I have a confession: after years of publicly describing my affection for the writing of Wendell Berry, yesterday I finished Jayber Crow for the first time. I cried as discreetly as possible over the heartbreakingly beautiful final pages as I sat alongside this serene creek that feeds into the Cumberland River and among the less serene noises of my family and our friends playing in the creek.
I’m convinced that Jayber may be Berry’s most important work, and I started reading it quite a long time ago. At times I couldn’t quit reading it; other times I was so afraid of coming to the end of it that I read very slowly or put it down for weeks. And then sometime last year, I found myself two chapters from the end, and I set it aside for many months. It never left my mind for more than a day or two, but I left the book unopened until yesterday. I’m not quite sure why yesterday.

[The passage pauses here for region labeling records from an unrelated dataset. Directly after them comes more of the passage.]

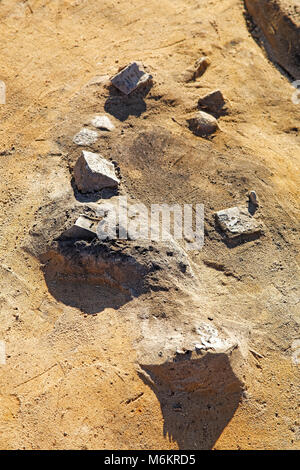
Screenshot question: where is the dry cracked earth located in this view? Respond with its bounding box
[0,0,300,450]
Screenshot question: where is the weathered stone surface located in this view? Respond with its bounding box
[245,0,300,79]
[198,90,225,113]
[73,128,99,145]
[91,115,115,131]
[249,191,258,206]
[111,62,152,95]
[216,206,262,238]
[188,111,219,137]
[61,216,97,240]
[74,151,119,193]
[182,57,211,82]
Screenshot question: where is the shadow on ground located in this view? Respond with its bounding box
[45,275,132,315]
[140,353,242,450]
[41,240,147,314]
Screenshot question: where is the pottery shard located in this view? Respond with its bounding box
[198,90,225,113]
[111,62,152,95]
[73,128,99,146]
[91,116,115,131]
[188,111,219,137]
[215,206,262,238]
[74,151,119,193]
[61,216,97,240]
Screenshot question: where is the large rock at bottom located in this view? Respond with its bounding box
[215,206,262,239]
[74,151,119,193]
[188,111,219,137]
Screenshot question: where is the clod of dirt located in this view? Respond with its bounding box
[216,206,262,239]
[111,62,152,95]
[188,111,219,137]
[198,90,225,115]
[74,151,119,193]
[73,128,99,146]
[182,57,211,82]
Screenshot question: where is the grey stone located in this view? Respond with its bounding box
[74,150,119,193]
[249,191,258,206]
[182,57,211,82]
[216,206,262,238]
[61,216,97,240]
[111,62,152,95]
[91,115,115,131]
[198,90,225,113]
[188,111,219,137]
[73,128,99,145]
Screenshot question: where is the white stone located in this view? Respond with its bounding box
[216,206,262,238]
[91,115,115,131]
[111,62,152,95]
[61,216,97,240]
[74,150,119,193]
[188,111,219,137]
[73,127,99,145]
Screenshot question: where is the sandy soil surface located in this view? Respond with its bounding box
[0,0,300,449]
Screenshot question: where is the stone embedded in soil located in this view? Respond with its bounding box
[73,128,99,145]
[111,62,152,95]
[61,216,97,240]
[198,90,225,113]
[188,111,219,137]
[91,116,115,131]
[216,206,262,238]
[182,57,211,82]
[74,150,119,193]
[249,191,258,206]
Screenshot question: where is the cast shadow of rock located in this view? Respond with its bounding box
[45,275,132,315]
[41,242,147,314]
[139,353,242,450]
[104,83,152,121]
[71,177,119,203]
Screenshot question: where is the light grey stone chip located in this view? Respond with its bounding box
[74,150,119,193]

While I own dozens of half-read books, those remain unfinished because the author bored me or because I’m too easily bored. This was something else. This was an actual fear of leaving Jayber Crow’s world – or, more precisely, leaving the world as Jayber Crow experienced it.
Jayber’s world is Berry’s partly fictional community of Port William, Kentucky, and Berry has written enough novels and stories about that world to allow me to stay there for some years yet. If given that oft-fantasized choice to live in any real or imagined time and place I’ve known in my almost 41 years, I’m almost certain I would choose to live in Port William, Kentucky in the first half or so of the 20th century.

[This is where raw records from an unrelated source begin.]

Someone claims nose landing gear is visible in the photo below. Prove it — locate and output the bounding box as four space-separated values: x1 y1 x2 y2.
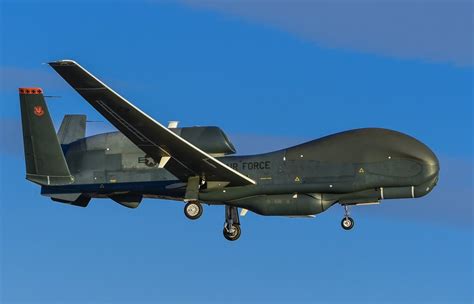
223 205 241 241
341 205 354 230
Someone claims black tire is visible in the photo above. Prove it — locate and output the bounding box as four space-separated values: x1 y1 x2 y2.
341 216 354 230
223 224 241 241
184 202 203 220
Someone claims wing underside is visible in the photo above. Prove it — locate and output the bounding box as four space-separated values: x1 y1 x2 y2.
49 60 255 186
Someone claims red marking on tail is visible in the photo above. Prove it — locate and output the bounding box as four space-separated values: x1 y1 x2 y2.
33 106 44 116
18 88 43 95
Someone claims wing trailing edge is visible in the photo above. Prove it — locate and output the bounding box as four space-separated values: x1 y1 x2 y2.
49 60 255 186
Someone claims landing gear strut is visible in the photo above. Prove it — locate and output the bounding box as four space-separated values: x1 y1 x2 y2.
184 201 203 220
223 205 241 241
341 205 354 230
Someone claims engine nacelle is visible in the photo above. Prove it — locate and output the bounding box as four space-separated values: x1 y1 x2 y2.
229 194 334 216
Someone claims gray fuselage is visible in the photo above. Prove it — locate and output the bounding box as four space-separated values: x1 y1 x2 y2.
43 128 439 215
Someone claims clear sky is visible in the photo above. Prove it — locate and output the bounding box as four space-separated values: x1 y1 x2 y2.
0 0 474 303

That impulse isn’t escapism, exactly. Berry’s fiction is so powerful because it is so real. Port William is no utopia, but I see the world more clearly as it was meant to be in the simplicity, beauty, and brokenness of this tiny farming community along the river. I think I want to return there again and again (and would go there given the choice) not because it is free of darkness or hardship, but because I see a way back to innocence and forward to redemption in the light of Port William’s sun, in the shadows of its trees, and in the drifts of its snows.
But Berry’s real gift to me (and to you if you know what’s good for you) is not that he creates a fantasy into which I can escape, but that he allows me to believe that the world once envisioned and created with care and beauty can be reimagined and recreated to its intended purpose. Today I might choose Port William, but the more time I spend in that world, the more hope I have for its beauty in my own. And that hope gives me the courage to choose and to love the world I’ve been given.